Now that the weather is cooperating, I plan to actually learn how to use my Heelies so that I may terrorize actual adults in grocery stores as I go whizzing down the aisles.

16 Comments Out of my way, I’m a motorist!

  1. agentdanak May 21, 2009 at 5:04 pm

    they make heelies in adult sizes? oh fuck.

  2. princessgeek May 21, 2009 at 5:10 pm

    SRSLY I didn’t know i could have heelies.

    1. admin May 21, 2009 at 5:15 pm

      We should start a heely gang!

      1. princessgeek May 21, 2009 at 5:19 pm

        Heelies and trenchcoats!

        1. admin May 21, 2009 at 5:23 pm

          I was hoping more for Heelies and glitter lycra (I want to look like an unstoppable MACK truck of a disco ball), but I guess trenchcoats will suffice in inspiring terror.

          1. variax May 21, 2009 at 5:25 pm

            There’s certainly no reason why you couldn’t have a glitter trenchcoat.

          2. admin May 21, 2009 at 5:33 pm

            Do you want to be in our Glitter Heely Gang?

          3. variax May 21, 2009 at 6:30 pm

            Nice. I always wanted to play Glitter Heely Diesel.

          4. princessgeek May 21, 2009 at 8:00 pm

            I bid on a rainbow pair on ebay! Woot!

          5. princessgeek May 21, 2009 at 8:00 pm

            omg this might pair well with my vagina army idea. Vagina army on wheels. yes.

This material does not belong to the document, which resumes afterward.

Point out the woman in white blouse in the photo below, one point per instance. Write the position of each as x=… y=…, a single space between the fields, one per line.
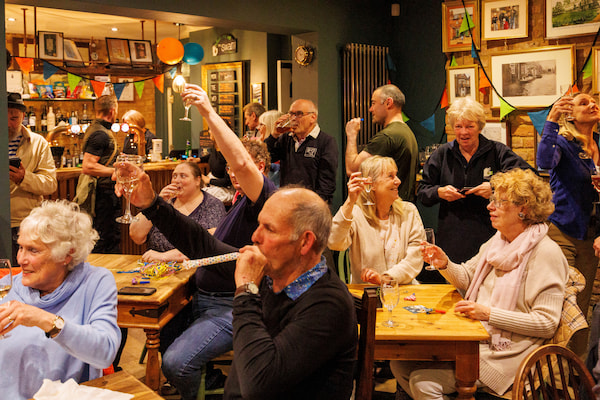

          6. admin May 21, 2009 at 8:07 pm

            Can only people with vaginas be in the Vagina Army On Wheels or can supporters of the vagina join? If it’s only people with vaginas, our first outing might have to be after Rob has his sex change.

          7. variax May 21, 2009 at 8:59 pm

            Would it suffice for me to purchase a Fleshlight™?
            I could put glitter on it.

          8. princessgeek May 21, 2009 at 9:25 pm

            Well I am currently in negotiations to create a vagina dress. I believe if a man wanted to dress as a vagina that would be killer.

          9. shadowstitch May 22, 2009 at 3:59 am

            Don’t they already have those?

            …I think they’re called Roller Derbies.

  3. mschilepepper May 22, 2009 at 11:03 pm

    There’s a scooter at my house you can borrow any ol’ time you want, darling.